Nations normally considered as possible members of APSO and pertinent data—(A) population in millions, (B) present internal Communist threat and (C) present threat of Communist conquest-are as follows:

Country                        A                   B                  C
Cambodia                       7                 yes                yes
Rep. of China                14                  no             slight
Indonesia                    115                 yes                 no
Japan                          105              slight                 no
Rep. of Korea                31                  no              slight
Laos                               3                 yes                 yes
Malaysia                        11                 yes                   no
Philippines                     36                 yes                   no
Singapore                       2              slight                   no
Thailand                        34              slight                  yes
Rep. of Vietnam             17                  yes                 yes
United States               205              slight                   no
Australia                        12               slight                  no
New Zealand                    3                   no                  no

Population of the 14 nations totals nearly 600 million, including 375 million in Asian countries and 220 in the United States, Australia and New Zealand. The overall productivity is much larger than that of Communist Asia and the capacity for the scientific use of resources, of communication and organization is in­finitely greater.

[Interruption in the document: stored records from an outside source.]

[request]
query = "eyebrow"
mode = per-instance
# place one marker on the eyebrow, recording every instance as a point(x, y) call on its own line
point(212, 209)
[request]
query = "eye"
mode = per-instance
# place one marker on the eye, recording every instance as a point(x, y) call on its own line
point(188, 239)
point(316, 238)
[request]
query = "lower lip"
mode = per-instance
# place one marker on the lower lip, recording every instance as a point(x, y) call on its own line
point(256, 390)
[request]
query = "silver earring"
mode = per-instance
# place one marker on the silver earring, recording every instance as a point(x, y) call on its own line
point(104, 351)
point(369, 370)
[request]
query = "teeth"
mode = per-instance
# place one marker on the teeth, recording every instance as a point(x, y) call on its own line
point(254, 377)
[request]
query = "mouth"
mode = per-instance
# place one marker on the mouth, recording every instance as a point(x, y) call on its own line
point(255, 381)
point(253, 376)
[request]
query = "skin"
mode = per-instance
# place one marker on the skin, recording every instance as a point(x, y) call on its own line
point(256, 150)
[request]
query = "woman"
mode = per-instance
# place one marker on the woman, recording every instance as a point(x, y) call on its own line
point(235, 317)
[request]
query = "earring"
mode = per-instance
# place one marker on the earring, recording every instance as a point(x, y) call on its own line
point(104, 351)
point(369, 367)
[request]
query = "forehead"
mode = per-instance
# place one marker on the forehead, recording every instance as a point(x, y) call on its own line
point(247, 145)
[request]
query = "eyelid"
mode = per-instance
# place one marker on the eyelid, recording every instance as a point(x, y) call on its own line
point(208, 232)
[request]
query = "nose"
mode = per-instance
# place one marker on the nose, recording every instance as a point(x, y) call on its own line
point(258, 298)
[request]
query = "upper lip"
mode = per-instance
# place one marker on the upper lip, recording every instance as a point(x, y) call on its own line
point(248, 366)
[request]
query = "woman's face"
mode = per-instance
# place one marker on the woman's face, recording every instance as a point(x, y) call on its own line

However, in the words of Douglas Darby, an Australian and a member of the Parliament of New South Wales since 1945, the Asian APSO nations have not yet recognized that they all face the same problem and should have a joint purpose.

September 27 issue of the Kokusai Shokyo Shinbun, the organ of Ja­pan's International Federation for Victory Over Communism, Head­ line: "Win a Triumph in the 1970s" (File photo)

Writing in the September issue of Asian Outlook, a publication of the WACL/APACL China Chapter, Darby warned: "With so much to lose and so much to gain, they (the Asian APSO nations) must con­centrate upon a practical approach and mutual under­standing. Nevertheless, a premature attempt may well result in failure. Those still suspicious of their neighbors need the healing forces of time and mutual res­pect."

Despite the obstacles that still must be surmount­ed, free Asians can be optimistic about a united anti­-Communist vista for the region. This hope was en­hanced in Japan during WACL 70 and is being strengthened further throughout the world.

Part of the new energy is coming from the music boxes that the anti-Communist leaders took home as gifts from their Japanese hosts. The tune is that of WACL. Records of the song in both Japanese and English have been made available so that others may learn and sing together. Owners of the music boxes will cherish memories of a significant week in Japan. The seedlings they and their new Japanese friends planted together will grow as their song—"Let's Join Our Hands, Friends of the World"—spreads far and wide.